Ben Spatz recalls being a teenager in the 1990s and watching images on television of conflict and brutality in the Balkans, Rwanda, Sierra Leone, Liberia, and more.

He was deeply moved by the images he saw and thought if he could document atrocities happening around the world, people would intervene. With a passion for photography, Ben decided to become a photojournalist. For nearly 10 years, he told stories through photographs, trying to humanize foreign and abstract ideas, and earned numerous awards and accolades for his work.

“I was doing everything I needed to do to build a lifelong career as a photojournalist,” he says.

But photography was never enough. Ben came to realize that people would look at and listen to news of conflict, but they were rarely inspired to act. “Photojournalism didn’t fit my personality,” he says. “It wasn’t enough to just take a picture. I needed to be much more engaged.”

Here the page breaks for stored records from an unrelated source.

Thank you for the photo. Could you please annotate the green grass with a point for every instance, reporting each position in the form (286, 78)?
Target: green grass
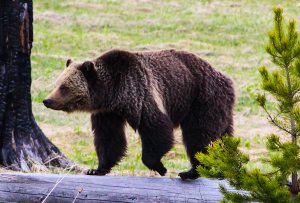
(228, 34)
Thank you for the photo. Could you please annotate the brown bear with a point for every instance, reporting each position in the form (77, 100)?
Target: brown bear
(154, 92)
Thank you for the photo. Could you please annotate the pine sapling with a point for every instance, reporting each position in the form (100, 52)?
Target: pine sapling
(225, 160)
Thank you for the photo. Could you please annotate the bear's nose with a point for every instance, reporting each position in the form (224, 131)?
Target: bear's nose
(47, 102)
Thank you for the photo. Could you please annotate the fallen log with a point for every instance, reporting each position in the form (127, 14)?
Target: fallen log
(25, 187)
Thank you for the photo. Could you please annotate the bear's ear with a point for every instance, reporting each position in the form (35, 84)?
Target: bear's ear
(88, 69)
(69, 61)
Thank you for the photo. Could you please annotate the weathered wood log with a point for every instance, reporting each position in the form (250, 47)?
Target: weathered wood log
(35, 187)
(21, 140)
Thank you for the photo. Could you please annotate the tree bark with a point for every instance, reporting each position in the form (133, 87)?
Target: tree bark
(35, 187)
(21, 140)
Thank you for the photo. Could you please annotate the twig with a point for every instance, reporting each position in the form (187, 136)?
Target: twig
(58, 183)
(271, 173)
(273, 121)
(79, 191)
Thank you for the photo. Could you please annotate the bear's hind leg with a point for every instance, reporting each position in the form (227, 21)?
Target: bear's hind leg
(156, 133)
(109, 140)
(198, 131)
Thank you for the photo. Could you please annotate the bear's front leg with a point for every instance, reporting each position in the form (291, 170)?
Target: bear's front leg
(109, 141)
(156, 131)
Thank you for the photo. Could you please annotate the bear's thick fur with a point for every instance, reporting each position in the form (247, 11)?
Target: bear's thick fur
(154, 92)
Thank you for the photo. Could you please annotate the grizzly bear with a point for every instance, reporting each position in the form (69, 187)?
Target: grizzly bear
(154, 92)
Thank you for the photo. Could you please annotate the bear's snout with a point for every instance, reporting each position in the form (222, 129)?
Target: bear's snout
(47, 102)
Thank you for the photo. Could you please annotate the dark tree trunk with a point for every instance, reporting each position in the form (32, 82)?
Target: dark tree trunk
(21, 140)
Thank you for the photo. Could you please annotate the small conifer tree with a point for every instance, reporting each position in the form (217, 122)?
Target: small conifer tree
(225, 160)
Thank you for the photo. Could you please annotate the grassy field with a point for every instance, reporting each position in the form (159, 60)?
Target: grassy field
(228, 34)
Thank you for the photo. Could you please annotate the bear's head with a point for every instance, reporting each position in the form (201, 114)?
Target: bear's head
(71, 90)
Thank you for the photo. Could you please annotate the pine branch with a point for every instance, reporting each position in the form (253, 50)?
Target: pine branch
(273, 121)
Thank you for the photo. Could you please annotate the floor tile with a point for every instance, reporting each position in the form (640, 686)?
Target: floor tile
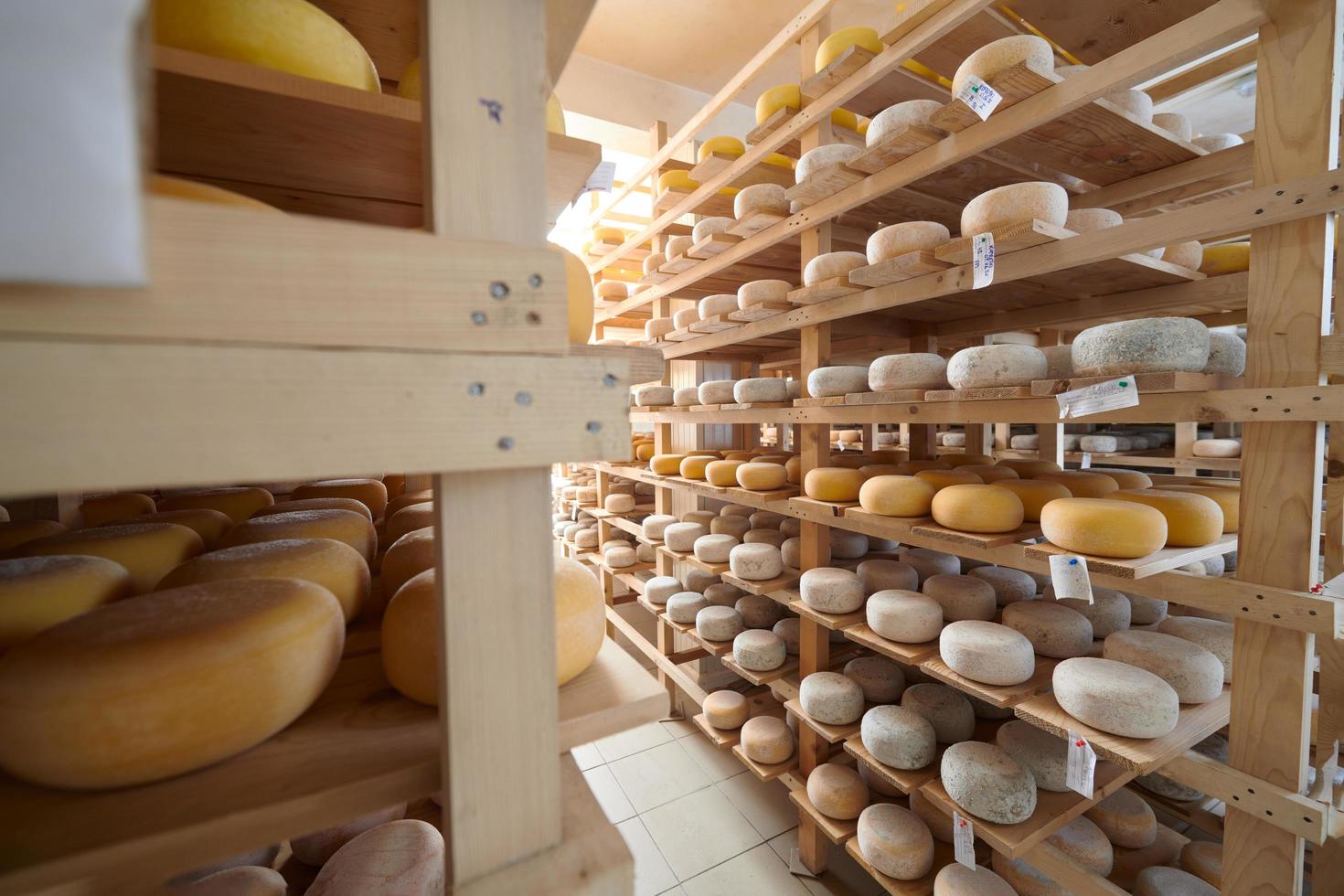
(699, 830)
(659, 775)
(765, 804)
(613, 801)
(652, 873)
(632, 741)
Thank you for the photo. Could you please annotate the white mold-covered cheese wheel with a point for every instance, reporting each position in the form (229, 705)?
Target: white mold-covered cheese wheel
(946, 709)
(832, 265)
(895, 841)
(961, 597)
(760, 389)
(987, 652)
(1115, 698)
(988, 784)
(986, 366)
(758, 650)
(906, 617)
(898, 736)
(1104, 527)
(1003, 54)
(1194, 673)
(1015, 203)
(1141, 346)
(403, 856)
(78, 699)
(766, 739)
(725, 709)
(837, 792)
(760, 199)
(823, 157)
(909, 237)
(1052, 629)
(831, 698)
(837, 380)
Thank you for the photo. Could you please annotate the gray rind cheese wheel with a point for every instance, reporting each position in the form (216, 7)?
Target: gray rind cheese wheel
(946, 709)
(988, 784)
(831, 699)
(987, 652)
(900, 738)
(1115, 698)
(1052, 629)
(1194, 673)
(1151, 344)
(989, 366)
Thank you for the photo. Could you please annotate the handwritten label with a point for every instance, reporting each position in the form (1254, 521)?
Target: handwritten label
(980, 97)
(1070, 579)
(1110, 395)
(1083, 764)
(981, 260)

After obtaining bachelor’s degrees in philosophy and international studies, Ben completed a master’s degree in foreign service with concentrations in conflict management and humanitarian emergencies. One of his first forays into peace work took him to Darfur, Sudan, during the genocide, and then to Sierra Leone and Liberia in the aftermath of their civil wars. In 2006, when Liberian President Ellen Johnson Sirleaf was elected the first female head of state in Africa, Ben was selected to serve as an advisor to her government as it tried to rebuild the war-torn nation. Subsequently, for four years, he was a United Nations Security Council sanctions investigator in Liberia and Côte d’Ivoire.

Over the course of a decade, he built a career in the politics of conflict and became a leading authority on war-to-peace transitions, international sanctions, and African politics, with particular emphasis on Liberia.

Ben says that he always wanted to see himself as an advocate for peace. To further that goal, he has paused his career to pursue a PhD at the Fletcher School of Law and Diplomacy at Tufts University, “where I’m learning rigorous research methods to analyze critical questions of peace.”

In addition to his doctorate degree, Ben also knew he needed to learn French to continue his work. But his current teaching and research requirements at Tufts make it impossible to take French classes during the academic year. “You can’t understand a culture or build trust without common language,” says Ben. “The intensive and supportive Middlebury environment is particularly appropriate for me at this point in my career. I didn’t want to enroll in a less rigorous or less structured course elsewhere.”

In the future, he hopes to work as a policy maker with the United Nations or the U.S. government in West Africa. “Progress is being made throughout Africa,” he says. “But there’s so much work to be done.”